Important! All types of GIST are potentially malignant and metastasize primarily through the hematogenous route.

GIST is a node located under the mucosa. Such formations tend to grow into the lumen of a hollow organ. How dangerous a tumor is depends on its location, size and rate of division.

In GIST, the size of which does not exceed 2-5 cm, the malignant potential is quite low, and in formations with a diameter of more than 10 cm it is noticeably higher.

Each clinical case has its own GIST treatment tactics. A mandatory aspect of treatment is the search for mutations in genes. When they are identified, targeted therapy is used using low-molecular tyrosine kinase inhibitors and a multikinase inhibitor. This treatment is carried out in several stages.

Causes and risk factors

Scientists have discovered that cells can grow uncontrollably as a result of a disruption in their DNA. In GIST, a specific mutation causes a cellular enzyme known as KIT to be constantly turned on.

KIT is an enzyme (from the group of intracellular tyrosine kinases) responsible for transmitting growth and survival signals within the cell. If it is turned on, the cell grows or multiplies. Turning off this enzyme puts the cell into a state of rest. The hyperactive, uncontrolled mutant enzyme KIT triggers the rapid growth and endless proliferation of GIST tumor cells.

Understanding this process has already helped identify new treatments for this neoplasia.

Risk factors for GIST

Neurofibromatosis

The most significant risk factor for GIST is the presence of neurofibromatosis. It is almost always associated with the development of such neoplasms.

Family history

There are rare cases of hereditary GISTs. Hereditary tumors are characterized by inherited germline mutations in KIT or PDGFRA and additional syndromes such as:

• skin hyperpigmentation;
• irritable bowel syndrome;
• dysphagia;
• intestinal diverticulosis.

95% of GISTs are KIT positive. But 5% show no detectable KIT expression. In a subset of these KIT-negative GISTs, mutations occur in the PDGFRA gene rather than in KIT. PDGFRA immunostaining has been shown to help differentiate between KIT-negative GISTs and other gastrointestinal mesenchymal lesions.

BRAF and protein kinase Cθ (PKCtheta) mutations have also been reported in a small number of non-KIT/PDGFRA GISTs. Initial studies indicate that BRAF-mutant GISTs have a predilection for the small bowel and are not associated with a high risk of malignancy.

Causes of stromal tumors

In most cases, gastrointestinal stromal tumors appear spontaneously. Up to 85% of GISTs have mutations in the C-KIT gene and 3-18% in the PDGFRA gene. In 10-15% of cases, mutations in these genes are not detected, so the pathology is assigned wild type (WT).

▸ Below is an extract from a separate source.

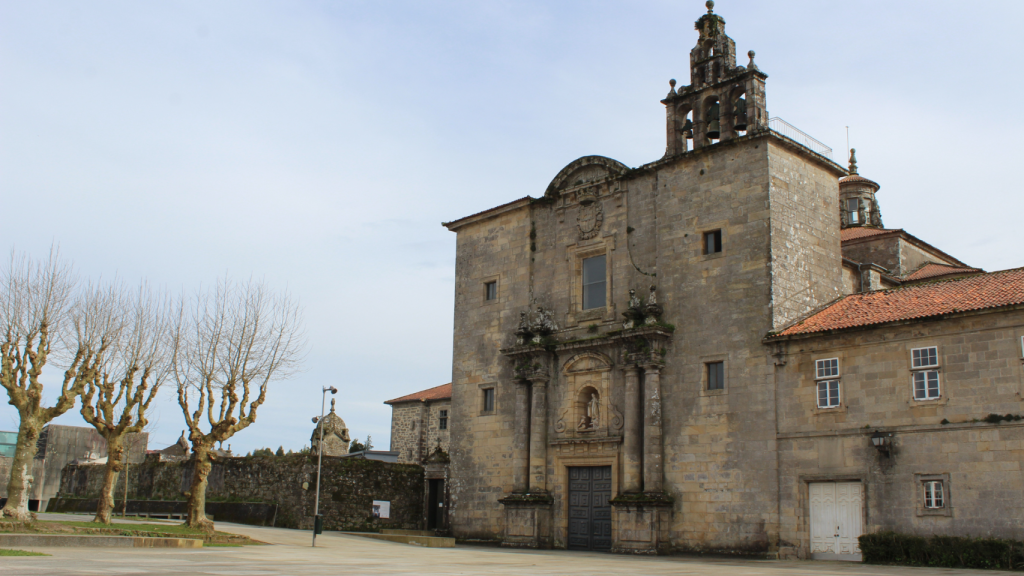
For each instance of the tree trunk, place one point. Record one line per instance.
(20, 471)
(197, 493)
(115, 451)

But broader genetic studies suggest that WT stromal tumors are a heterogeneous group that harbor activating mutations in a number of genes.

Reference! Much less frequently, GIST occurs as part of hereditary familial or idiopathic multitumor syndromes (Carney's triad).

Symptoms

Up to 75% of GISTs are detected when they are less than 4 cm in diameter and are either asymptomatic or associated with nonspecific symptoms. They are often diagnosed incidentally during X-ray examinations or endoscopic or surgical procedures performed to investigate gastrointestinal disease or to treat emergency conditions. In Japan, mass screening for gastric adenocarcinoma using upper endoscopy has led to an increase in incidental detection of asymptomatic GISTs.

In a population-based study, the average size of GIST tumors that were detected as incidental findings was 2.7 cm, compared with 8.9 cm for those that were detected based on symptoms.

Upper gastrointestinal bleeding is the most common clinical manifestation of GIST. It is observed in 40-65% of patients. Patients who have experienced significant blood loss may report malaise, fatigue, or shortness of breath on exertion.

Obstruction may result from intraluminal growth of an endophytic tumor or from luminal compression due to an exophytic lesion. Obstructive symptoms may be organ-specific (for example, difficulty swallowing with an esophageal tumor, constipation with a rectal tumor, obstructive jaundice with a duodenal tumor).

Other symptoms:

• abdominal pain;
• anorexia;
• nausea;
• vomit;
• weight loss;
• epigastric pressure;
• fast saturation.

Diagnostics

 The diagnosis is made taking into account clinical symptoms, external examination data and objective studies. Patients are prescribed radiography of the abdominal organs, ultrasound and contrast CT of the abdominal organs. For low-lying tumors, patients are referred for MRI. If the stomach is affected, gastroscopy is performed, if the large intestine is affected, colonoscopy is performed. If metastasis of a gastrointestinal stromal tumor is suspected, chest radiography, chest CT, spinal radiography, skeletal bone scintigraphy and other studies are performed. Whenever possible, PET-CT is used, which makes it possible to accurately determine the extent of gastrointestinal stromal tumors and identify small metastases that are not detected using other techniques. The final diagnosis is established on the basis of histological and immunochemical examination of a tissue sample taken during an endoscopic examination.

Treatment

Targeted therapy

Although surgical resection is the preferred treatment for gastrointestinal stromal tumors (GISTs) and offers the only chance for complete cure, tyrosine kinase inhibitors (TKIs) now play a major role in treatment. And the most common drugs in this group are Gleevec® and Sutent®. Imatinib and sunitinib, respectively.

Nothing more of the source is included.